Derzeit kommt der Großteil des in Deutschland verbrannten Flüssiggases (LNG) aus den USA. Das könnte man doch auch aus Kanada holen, meint Treier. Aber das größte Problem mit US-amerikanischem oder russischem Gas ist nicht, dass es aus einem rechtsextrem regierten Land kommt. Sondern dass es die Erde erwärmt, Ältere an Hitze und Ärmere in Überschwemmungen sterben lässt.

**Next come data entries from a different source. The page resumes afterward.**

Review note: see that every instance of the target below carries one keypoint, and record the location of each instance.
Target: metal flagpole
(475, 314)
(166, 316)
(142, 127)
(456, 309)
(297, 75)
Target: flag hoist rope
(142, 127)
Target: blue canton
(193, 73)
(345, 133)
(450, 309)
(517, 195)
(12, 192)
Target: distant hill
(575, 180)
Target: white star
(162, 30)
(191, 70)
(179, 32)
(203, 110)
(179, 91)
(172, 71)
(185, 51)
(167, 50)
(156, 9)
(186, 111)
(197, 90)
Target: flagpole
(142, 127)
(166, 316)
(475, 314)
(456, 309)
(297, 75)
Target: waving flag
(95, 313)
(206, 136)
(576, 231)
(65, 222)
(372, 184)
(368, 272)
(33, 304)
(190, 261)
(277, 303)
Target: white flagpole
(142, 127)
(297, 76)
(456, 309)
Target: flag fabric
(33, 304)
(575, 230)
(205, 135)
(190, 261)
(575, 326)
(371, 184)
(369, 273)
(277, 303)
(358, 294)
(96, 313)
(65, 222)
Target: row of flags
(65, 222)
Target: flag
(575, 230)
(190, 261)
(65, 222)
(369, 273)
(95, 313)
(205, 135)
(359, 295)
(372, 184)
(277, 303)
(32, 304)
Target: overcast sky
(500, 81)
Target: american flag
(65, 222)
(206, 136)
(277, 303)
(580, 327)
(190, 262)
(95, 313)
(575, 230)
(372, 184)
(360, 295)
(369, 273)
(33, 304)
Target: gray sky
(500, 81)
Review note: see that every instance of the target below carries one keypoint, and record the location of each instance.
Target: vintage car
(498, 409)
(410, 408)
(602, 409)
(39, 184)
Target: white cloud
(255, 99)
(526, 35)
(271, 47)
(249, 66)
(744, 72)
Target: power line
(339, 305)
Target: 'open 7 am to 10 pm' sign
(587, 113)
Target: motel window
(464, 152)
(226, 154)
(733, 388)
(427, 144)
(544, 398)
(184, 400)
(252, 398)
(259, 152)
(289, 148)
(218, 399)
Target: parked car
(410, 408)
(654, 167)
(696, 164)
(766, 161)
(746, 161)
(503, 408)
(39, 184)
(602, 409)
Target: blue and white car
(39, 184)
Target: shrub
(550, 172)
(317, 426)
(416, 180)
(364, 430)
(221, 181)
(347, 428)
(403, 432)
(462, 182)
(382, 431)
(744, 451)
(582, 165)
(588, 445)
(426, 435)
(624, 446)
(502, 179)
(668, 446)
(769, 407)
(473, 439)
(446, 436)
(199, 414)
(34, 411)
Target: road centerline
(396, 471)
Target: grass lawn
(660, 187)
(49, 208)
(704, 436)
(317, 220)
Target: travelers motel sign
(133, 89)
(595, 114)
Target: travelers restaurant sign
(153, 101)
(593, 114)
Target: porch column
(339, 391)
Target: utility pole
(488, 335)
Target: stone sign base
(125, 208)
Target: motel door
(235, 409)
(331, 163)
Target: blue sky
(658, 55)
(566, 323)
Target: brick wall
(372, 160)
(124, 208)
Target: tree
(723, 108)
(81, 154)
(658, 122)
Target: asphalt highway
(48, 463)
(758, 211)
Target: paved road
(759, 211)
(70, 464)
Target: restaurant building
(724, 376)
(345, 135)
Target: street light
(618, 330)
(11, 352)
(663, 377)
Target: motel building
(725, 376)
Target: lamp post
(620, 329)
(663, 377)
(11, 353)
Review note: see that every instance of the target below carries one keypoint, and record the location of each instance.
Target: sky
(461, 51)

Allerdings lässt sich das LNG nicht nur für ein paar Jahre – also bis die deutsche Wirtschaft ohne Erdgas auskommt – importieren. Aktuell gibt es kein LNG-Terminal an Kanadas Ostküste. Würde Europa sein Erdgas aus Kanada holen, müssten gigantische Exportkapazitäten errichtet werden. Ohne jahrzehntelange Verträge rechnet sich das nicht, die sind jedoch mit einer klimarealistischen Politik nicht vereinbar: Deutschland müsste wahrscheinlich bis Mitte der 2030er Jahre aus dem Erdgas aussteigen, um seinen Anteil an der Dekarbonisierung zu leisten.
Nicht viel besser ist die Idee, Wasserstoff zu importieren. Der würde in Kanada zunächst mit Erdgas hergestellt werden. Der Transport über den Atlantik ist aber so teuer, dass es klüger ist, den Wasserstoff per Pipeline aus Spanien oder Nordafrika zu holen. Dass die deutsche Industrie in Panik nach neuen Erdgasanbietern sucht, ist nachvollziehbar.

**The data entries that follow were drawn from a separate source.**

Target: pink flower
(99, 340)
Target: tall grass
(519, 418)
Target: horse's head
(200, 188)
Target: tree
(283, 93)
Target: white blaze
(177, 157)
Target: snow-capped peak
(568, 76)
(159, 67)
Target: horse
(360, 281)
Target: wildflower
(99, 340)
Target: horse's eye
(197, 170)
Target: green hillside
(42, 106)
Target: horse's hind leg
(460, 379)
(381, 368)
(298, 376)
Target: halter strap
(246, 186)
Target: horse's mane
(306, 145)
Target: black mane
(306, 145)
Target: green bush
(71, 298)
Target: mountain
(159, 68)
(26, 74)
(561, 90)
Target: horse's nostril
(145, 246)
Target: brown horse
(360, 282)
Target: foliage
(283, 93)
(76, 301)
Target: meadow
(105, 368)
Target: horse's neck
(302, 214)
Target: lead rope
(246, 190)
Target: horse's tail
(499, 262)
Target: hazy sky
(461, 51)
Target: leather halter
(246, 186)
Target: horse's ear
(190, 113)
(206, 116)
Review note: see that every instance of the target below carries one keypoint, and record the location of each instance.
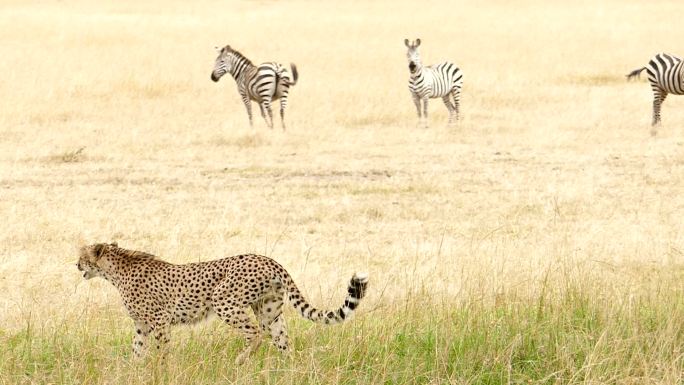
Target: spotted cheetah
(158, 294)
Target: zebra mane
(227, 50)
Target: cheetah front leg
(161, 339)
(142, 330)
(238, 318)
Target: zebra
(666, 75)
(263, 83)
(440, 80)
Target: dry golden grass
(550, 183)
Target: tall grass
(572, 337)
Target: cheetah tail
(635, 73)
(355, 292)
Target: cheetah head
(89, 257)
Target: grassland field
(539, 241)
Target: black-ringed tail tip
(360, 283)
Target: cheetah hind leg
(238, 318)
(269, 311)
(142, 330)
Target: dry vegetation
(539, 241)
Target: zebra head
(413, 55)
(223, 63)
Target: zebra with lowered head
(666, 75)
(263, 84)
(440, 80)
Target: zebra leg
(263, 113)
(425, 99)
(416, 101)
(456, 93)
(447, 103)
(266, 106)
(248, 106)
(659, 96)
(283, 104)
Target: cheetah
(158, 294)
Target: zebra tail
(355, 292)
(635, 73)
(295, 74)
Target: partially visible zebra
(263, 84)
(666, 74)
(440, 80)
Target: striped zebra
(440, 80)
(666, 74)
(263, 83)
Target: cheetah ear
(94, 253)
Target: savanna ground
(539, 241)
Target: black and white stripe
(666, 75)
(356, 290)
(263, 84)
(440, 80)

Ihnen bricht mit den USA nun in wenigen Jahren der zweite verlässlich gewähnte Partner weg, nachdem schon Russland die hoch bezahlten Top-Manager*innen enttäuscht hat. Was sie lernen könnten: Nur europäische Energie ist sicher. Wind und Sonne können den Energiehunger der Wirtschaft stillen, wenn angemessen investiert wird. Dafür könnten sich die Manager*innen auch bei ihren Freund*innen in der CDU einsetzen.